A matched case-control study conducted in Mexico city revealed that none of the individu­als in control group who had received seasonal in­fluenza vaccine had not been infected with in­fluenza A [13]. In our study, six individuals among cases group had already received sea­sonal in­fluenza vaccine. This discrepancy may be due to sparse data in our study (only 6 out of 245 cases in our study received influenza vac­cine).

Previous studies indicated that traveling had important role in increasing the incidence of influ­enza A infection [13]. In addition, the first re­port of confirmed cases of H1N1 2009 influ­enza in Iran confirmed this subject and revealed that 70% of the cases had either a history of trav­eling aboard during the last two weeks or having direct contact with someone who re­turned from abroad [11]. In this study, we indi­cated that there was not statistically significant positive relation between traveling abroad and in­fluenza infection (P= 0.996). In addition, our findings revealed that the close contact to sus­pected influenza patients may increase nearly two times the chance of influenza infection.

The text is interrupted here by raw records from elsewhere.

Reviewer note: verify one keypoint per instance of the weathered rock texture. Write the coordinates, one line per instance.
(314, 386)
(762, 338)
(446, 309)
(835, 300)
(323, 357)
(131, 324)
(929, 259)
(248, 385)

One study that conducted in England estimated the overall case fatality rate of influ­enza infec­tion to be 26 per 100,000.  This esti­mate for children 5-14 yr old was reported to be the lowest (11 per 100000) and for elder over 65 yr old was esti­mated to be the highest (980 per 100000). The age mean of those who died due to influenza in­fection was 39 yr [14]. An­other study that con­ducted in New York indi­cated that 62% of deaths were between 25-49 yr old with age mean 41.5 yr [15]. According to our findings, the age median of the cases was 35.57 yr which was rather younger than what re­ported in previous studies [14].

The similarity of clinical characteristics of cases and controls were because of selecting the con­trol group from patients with respiratory tract in­fection who were clinically similar to cases at the enrolment in the study. We indi­cated that there is not a prominent clinical sign or symptom to dis­tinct the cases from the con­trols. Two studies in Mexico and the US re­ported similar results and stated that there is no pathognomonic sign or sy­mptom to distinguish in­fluenza infection clini­cally from other respira­tory tract infections [16].


According to the results of this study, we con­cluded that, children and adolescents, preg­nant women, high-educated individuals, and those who had close contact with suspected influ­enza pa­tients during the acute pandemic phase may be considered to be at higher risk of in­fluenza A in­fection. In addition, there is no pathogonomonic sign or symptom to distin­guish influenza infec­tion clinically from other kinds of respiratory track in­fections. We also indi­cated that case fatality rate of influenza infec­tion is estimated to be 2.86%. In addition, there is no pathogonomonic sign or symptom to distinguish influenza infection clini­cally from other kinds of respiratory track infections.


We would like to thank all health experts and health technicians of the Deputy of Health, Ha­medan University of Medical Sciences who col­laborated in data collection during the early phase of pandemic H1N1 influenza infection as well as De­puty of Research and Technology for financial sup­port of this study. The authors de­clare that they have no conflicts of interest.